The formin/diaphanous-related protein, FHOS, interacts with Rac1 and activates transcription from the serum response element.

FHOS is a member of the formin homology (FH) family of proteins and is expressed at high levels in splenic cells. FH proteins link cellular signaling pathways to the actin cytoskeleton and serum response factor-dependent transcription. In these studies, the role of FHOS in Rho family GTPase signaling pathways was analyzed.
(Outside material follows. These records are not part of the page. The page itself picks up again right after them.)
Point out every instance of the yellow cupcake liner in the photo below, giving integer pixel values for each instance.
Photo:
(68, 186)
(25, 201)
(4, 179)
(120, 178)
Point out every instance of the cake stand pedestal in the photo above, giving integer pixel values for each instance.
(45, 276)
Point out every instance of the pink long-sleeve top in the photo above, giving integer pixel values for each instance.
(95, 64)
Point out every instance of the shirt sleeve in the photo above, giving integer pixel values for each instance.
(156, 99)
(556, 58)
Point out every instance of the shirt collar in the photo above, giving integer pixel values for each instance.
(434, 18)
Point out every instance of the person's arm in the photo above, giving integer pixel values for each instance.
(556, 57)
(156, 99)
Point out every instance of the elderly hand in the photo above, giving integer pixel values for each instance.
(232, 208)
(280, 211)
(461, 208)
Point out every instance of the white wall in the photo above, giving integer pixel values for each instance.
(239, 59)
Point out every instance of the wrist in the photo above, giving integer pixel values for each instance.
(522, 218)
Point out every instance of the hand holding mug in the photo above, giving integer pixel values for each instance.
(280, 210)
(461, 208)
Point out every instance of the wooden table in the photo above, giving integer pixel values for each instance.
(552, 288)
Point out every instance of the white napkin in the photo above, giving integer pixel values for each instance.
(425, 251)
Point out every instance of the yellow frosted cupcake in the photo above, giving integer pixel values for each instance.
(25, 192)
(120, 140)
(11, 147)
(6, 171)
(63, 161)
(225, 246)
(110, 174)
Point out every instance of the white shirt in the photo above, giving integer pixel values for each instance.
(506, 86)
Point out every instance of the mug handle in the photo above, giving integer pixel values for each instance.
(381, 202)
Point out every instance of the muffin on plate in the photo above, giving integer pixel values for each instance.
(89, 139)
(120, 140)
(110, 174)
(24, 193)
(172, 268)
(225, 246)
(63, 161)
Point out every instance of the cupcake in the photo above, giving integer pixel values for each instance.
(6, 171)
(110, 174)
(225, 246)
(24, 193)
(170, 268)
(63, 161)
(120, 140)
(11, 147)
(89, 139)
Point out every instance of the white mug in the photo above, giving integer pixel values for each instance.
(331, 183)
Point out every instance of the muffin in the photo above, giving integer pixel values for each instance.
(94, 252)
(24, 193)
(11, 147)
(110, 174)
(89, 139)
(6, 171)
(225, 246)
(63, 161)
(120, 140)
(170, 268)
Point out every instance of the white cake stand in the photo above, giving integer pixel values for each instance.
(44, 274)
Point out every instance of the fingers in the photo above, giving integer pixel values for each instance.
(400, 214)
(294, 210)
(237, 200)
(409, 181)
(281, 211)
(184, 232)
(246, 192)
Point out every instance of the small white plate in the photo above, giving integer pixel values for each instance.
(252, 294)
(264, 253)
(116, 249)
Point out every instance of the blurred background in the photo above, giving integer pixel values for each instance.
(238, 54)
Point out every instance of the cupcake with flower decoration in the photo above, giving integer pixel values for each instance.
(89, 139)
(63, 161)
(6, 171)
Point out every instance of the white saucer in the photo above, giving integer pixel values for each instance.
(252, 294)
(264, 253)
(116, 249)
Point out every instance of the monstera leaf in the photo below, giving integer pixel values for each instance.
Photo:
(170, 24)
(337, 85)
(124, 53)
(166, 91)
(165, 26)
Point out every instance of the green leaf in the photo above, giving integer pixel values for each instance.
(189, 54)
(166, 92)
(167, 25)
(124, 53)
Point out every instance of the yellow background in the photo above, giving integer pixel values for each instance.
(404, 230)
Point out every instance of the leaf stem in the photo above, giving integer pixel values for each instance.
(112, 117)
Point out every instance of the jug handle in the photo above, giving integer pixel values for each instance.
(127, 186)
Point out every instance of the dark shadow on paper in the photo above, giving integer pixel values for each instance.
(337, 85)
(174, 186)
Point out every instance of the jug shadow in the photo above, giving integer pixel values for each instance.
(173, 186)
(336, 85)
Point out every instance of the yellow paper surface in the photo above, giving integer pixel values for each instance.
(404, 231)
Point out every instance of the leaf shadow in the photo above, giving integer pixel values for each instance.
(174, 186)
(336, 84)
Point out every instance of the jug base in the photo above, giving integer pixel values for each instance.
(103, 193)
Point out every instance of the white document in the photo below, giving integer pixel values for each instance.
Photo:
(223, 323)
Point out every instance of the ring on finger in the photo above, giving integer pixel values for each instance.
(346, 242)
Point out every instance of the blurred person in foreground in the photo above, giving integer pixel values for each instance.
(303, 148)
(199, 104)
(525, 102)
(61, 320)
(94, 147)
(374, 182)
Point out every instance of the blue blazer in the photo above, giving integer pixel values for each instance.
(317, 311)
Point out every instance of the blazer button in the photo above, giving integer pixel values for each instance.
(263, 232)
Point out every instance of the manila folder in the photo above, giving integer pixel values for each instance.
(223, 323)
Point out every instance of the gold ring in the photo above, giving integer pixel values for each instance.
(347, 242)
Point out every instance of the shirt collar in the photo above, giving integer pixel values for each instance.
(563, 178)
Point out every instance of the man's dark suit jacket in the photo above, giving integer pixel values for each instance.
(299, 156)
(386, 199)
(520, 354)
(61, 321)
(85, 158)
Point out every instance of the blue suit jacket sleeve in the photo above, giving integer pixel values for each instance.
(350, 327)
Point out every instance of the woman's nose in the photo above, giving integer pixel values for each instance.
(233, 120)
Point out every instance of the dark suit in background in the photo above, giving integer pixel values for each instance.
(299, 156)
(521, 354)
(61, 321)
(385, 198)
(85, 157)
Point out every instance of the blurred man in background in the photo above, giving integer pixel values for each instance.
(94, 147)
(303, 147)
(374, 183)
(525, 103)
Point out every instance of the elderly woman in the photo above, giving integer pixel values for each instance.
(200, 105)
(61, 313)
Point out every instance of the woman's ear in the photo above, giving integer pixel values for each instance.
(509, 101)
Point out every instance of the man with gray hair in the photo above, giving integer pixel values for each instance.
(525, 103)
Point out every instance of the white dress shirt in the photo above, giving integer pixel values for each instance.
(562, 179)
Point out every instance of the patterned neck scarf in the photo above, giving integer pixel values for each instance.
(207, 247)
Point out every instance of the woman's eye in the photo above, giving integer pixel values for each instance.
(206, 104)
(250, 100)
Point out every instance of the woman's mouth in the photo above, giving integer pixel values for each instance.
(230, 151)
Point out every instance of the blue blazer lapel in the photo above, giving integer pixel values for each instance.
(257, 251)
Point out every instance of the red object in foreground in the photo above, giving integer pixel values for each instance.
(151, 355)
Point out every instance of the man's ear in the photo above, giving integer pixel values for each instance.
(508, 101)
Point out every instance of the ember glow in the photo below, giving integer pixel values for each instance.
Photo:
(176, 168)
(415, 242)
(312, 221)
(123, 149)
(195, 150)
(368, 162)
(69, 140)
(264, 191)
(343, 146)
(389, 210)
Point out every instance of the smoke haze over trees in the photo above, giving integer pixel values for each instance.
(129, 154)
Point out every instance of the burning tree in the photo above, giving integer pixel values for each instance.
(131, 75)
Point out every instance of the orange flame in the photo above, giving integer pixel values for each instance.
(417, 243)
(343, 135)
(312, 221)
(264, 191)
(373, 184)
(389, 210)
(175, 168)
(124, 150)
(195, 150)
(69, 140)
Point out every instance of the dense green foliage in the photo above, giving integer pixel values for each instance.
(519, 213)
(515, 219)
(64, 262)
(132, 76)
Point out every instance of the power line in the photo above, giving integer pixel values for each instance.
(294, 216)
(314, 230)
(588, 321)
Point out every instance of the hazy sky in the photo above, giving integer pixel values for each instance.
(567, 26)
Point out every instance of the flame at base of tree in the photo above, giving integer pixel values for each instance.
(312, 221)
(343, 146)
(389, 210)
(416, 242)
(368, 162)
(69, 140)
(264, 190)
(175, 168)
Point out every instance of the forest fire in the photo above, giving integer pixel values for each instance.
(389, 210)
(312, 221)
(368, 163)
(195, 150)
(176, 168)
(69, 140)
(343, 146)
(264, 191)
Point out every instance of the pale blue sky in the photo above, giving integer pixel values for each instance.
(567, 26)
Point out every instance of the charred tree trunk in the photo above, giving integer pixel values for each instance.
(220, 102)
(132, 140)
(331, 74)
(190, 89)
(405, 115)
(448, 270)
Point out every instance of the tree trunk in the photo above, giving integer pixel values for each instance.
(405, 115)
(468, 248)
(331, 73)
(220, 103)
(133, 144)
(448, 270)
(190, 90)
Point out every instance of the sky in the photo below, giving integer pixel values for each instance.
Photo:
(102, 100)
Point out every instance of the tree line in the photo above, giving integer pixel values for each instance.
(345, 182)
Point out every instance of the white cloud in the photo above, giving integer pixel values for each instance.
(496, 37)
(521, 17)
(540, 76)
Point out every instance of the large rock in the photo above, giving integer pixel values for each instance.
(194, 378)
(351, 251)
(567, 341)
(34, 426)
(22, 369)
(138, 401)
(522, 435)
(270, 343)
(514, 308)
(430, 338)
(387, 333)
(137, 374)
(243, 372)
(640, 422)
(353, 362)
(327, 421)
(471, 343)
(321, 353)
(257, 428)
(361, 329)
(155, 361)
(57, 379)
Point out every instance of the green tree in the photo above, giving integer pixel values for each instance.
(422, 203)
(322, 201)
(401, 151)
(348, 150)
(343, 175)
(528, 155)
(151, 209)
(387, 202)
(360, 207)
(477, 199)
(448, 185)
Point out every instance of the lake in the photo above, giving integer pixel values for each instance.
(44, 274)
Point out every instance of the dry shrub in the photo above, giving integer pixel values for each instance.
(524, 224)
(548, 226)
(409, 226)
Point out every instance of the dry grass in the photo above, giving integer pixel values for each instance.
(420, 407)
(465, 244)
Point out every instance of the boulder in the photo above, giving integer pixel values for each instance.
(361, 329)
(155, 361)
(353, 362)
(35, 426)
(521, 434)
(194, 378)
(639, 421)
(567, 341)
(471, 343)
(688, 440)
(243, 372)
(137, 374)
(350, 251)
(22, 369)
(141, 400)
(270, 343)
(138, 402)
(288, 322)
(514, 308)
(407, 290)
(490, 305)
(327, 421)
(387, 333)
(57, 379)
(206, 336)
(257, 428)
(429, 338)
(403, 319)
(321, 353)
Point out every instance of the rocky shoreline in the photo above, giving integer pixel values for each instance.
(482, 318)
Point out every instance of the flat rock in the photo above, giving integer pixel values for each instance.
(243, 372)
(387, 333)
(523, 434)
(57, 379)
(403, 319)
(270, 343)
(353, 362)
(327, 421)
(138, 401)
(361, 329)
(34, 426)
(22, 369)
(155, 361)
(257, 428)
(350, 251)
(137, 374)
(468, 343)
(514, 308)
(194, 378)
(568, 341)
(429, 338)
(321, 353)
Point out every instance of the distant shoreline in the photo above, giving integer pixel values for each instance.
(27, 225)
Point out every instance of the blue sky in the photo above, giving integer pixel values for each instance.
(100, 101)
FHOS interacted with the polybasic domain in the Rac1 C terminus in a guanine nucleotide-independent manner but did not interact with RhoA, Cdc42Hs, Rac2, or Rac3. Intramolecular autoinhibitory interactions between the C terminus of FHOS and an N-terminal region partially overlapping the Rac1 interaction domain were also identified. FHOS truncation mutants lacking the N- or C-terminal autoregulatory domains stimulated transcription of a c-fos serum response element (SRE)-driven reporter. Overexpression of wild-type and mutant (N17 and V12) Rac1 proteins repressed SRE induction by the N-terminal FHOS deletion mutant but not by the C-terminal FHOS deletion mutant. Immunofluorescence studies indicated that the localization of the mutant FHOS proteins might contribute to their differential responses to Rac1. Wild-type FHOS and the N-terminal deletion mutant localized to the perinuclear region and membrane edges. In contrast, the C-terminal FHOS mutants were diffusely localized. These data suggest that FHOS induces transcription from SREs by multiple pathways and that Rac1 may influence the course of some FHOS-induced signaling events.